Woodpecker
Humminfbird Featured Poem. Woodpecker
by Jeffrey Harrison
At first I thought the pileated woodpecker
that lifted up from the yard as we came home
from a walk in the woods, flapping
away on long black wings that curved
up at the tips and flashed white
underneath, might be a visitation
from my father, who’d died that week
ten years before. The bird came back
after we went indoors, and started hacking
at the rotten stump of a maple
to get at the carpenter ants inside,
its long-beaked, red-crested head
chopping like a pickaxe into the soft
heart of the stump, and flicking chunks
aside with mechanical efficiency,
sending them arcing into the yard.
It was just doing what it needed to do
to survive, yet we watched through the window
amazed by its relentlessness,
like someone making the same
obvious point over and over,
until we gave in to the amusement
I know my father would have felt
at the way, between bursts of pecking,
its head popped up from the hollowed-out stump
like a jack-in-the-box, beak raised
at an angle that looked either jaunty
or quizzical, as though asking something
of us, but not waiting for an answer,
which, in any case, we wouldn’t have had.
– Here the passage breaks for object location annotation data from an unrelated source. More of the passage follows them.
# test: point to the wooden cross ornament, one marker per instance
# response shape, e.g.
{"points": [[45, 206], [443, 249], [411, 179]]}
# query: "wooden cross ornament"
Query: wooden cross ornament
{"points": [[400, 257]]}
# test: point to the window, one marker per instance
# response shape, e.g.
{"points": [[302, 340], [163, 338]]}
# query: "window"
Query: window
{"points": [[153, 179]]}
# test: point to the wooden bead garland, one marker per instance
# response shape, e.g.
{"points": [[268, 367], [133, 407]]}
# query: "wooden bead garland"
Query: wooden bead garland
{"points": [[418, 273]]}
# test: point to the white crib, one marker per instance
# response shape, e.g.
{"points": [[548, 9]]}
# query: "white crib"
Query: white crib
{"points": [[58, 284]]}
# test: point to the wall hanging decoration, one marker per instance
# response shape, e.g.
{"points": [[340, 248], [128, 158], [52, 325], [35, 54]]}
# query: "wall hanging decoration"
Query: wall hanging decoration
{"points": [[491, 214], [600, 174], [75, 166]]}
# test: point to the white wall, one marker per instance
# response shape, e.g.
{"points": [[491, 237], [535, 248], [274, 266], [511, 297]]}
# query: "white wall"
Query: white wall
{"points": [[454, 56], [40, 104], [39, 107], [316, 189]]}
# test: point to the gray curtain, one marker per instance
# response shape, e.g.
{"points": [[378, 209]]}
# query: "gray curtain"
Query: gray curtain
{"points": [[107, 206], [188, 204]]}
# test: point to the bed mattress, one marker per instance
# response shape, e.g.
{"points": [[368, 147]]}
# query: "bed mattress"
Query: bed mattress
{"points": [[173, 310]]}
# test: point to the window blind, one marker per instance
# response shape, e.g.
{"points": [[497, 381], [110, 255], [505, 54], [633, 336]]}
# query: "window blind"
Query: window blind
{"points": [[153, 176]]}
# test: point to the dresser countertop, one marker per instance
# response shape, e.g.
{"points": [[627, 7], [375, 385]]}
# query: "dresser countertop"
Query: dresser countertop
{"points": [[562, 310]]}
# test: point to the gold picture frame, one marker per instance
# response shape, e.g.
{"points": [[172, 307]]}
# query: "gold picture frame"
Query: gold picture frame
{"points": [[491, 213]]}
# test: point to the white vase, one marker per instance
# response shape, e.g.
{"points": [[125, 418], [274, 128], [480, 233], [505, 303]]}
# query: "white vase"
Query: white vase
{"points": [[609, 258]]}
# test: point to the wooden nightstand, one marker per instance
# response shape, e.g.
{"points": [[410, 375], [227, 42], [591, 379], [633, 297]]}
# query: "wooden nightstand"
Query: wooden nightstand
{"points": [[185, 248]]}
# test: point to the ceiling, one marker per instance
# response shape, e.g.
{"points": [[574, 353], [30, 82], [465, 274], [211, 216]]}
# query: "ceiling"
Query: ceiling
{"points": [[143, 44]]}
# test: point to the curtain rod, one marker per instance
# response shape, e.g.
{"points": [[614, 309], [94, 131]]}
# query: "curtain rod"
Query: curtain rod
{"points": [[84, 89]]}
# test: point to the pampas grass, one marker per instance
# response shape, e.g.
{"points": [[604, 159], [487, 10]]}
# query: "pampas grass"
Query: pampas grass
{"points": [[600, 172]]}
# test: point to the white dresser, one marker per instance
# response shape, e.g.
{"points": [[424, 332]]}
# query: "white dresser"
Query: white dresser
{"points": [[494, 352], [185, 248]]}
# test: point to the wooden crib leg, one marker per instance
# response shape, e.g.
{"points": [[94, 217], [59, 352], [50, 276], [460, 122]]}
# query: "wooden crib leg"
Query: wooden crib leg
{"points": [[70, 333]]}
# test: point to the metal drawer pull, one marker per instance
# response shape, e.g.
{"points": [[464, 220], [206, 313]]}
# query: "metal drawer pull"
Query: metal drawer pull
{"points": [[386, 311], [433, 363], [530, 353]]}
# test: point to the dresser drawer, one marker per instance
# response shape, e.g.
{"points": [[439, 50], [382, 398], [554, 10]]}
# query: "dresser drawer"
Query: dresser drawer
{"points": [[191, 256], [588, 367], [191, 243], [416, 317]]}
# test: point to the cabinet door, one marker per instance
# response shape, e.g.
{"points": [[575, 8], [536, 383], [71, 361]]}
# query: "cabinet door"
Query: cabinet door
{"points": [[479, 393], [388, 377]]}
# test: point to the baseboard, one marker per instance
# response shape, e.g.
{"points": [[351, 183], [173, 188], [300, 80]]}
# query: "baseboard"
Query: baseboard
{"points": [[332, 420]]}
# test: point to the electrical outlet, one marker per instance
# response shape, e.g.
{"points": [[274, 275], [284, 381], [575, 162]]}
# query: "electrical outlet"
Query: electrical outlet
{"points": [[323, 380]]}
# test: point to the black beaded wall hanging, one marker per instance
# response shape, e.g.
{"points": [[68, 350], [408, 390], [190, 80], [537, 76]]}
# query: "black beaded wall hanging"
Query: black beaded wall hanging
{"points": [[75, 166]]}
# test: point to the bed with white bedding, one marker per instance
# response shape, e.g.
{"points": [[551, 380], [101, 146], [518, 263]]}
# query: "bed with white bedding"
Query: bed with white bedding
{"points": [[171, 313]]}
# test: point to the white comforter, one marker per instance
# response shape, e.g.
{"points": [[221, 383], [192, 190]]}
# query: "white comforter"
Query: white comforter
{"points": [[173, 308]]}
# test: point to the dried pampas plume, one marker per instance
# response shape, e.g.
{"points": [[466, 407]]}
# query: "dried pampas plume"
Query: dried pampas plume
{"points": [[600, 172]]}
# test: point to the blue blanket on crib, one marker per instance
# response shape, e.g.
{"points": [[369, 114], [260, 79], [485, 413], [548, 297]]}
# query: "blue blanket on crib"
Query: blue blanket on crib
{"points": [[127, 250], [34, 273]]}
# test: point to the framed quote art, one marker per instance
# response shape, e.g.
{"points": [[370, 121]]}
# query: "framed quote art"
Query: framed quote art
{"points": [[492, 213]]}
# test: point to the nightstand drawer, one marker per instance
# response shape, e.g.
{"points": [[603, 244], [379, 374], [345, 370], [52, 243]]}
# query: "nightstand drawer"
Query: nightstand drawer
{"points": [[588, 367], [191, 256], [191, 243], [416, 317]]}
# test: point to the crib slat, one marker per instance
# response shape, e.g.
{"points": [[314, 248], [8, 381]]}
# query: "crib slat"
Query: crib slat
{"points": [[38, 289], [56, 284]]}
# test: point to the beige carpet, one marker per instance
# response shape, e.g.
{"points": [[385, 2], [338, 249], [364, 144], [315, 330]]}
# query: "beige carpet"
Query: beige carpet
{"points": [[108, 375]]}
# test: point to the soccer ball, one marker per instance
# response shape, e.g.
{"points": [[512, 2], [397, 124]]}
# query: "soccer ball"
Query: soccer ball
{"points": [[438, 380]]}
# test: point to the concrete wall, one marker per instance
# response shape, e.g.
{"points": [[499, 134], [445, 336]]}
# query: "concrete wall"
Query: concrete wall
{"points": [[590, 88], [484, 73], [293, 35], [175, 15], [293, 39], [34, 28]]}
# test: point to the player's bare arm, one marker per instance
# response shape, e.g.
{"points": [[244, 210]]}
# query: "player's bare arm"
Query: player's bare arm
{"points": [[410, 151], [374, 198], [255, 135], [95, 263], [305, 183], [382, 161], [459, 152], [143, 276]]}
Editor’s Note: Woodpecker was selected as a Hummingbird Featured Poem for the joyous feeling it evokes as Harrison deftly intertwines the mundane, nature, the woodpecker’s approach to the task at hand described in very human terms, a touch of spirituality, humor, and the obvious love of the memory of Harrison’s father, who became integral to the poem’s “story.” And, of course the ending… so true to life, especially from the human perspective. To which I add: Ah, life.
Published in The Common, April 22, 2024, Harrison is a “new to us” poet. He has authored six anthologies and his work has also been published in several additional poetry publications.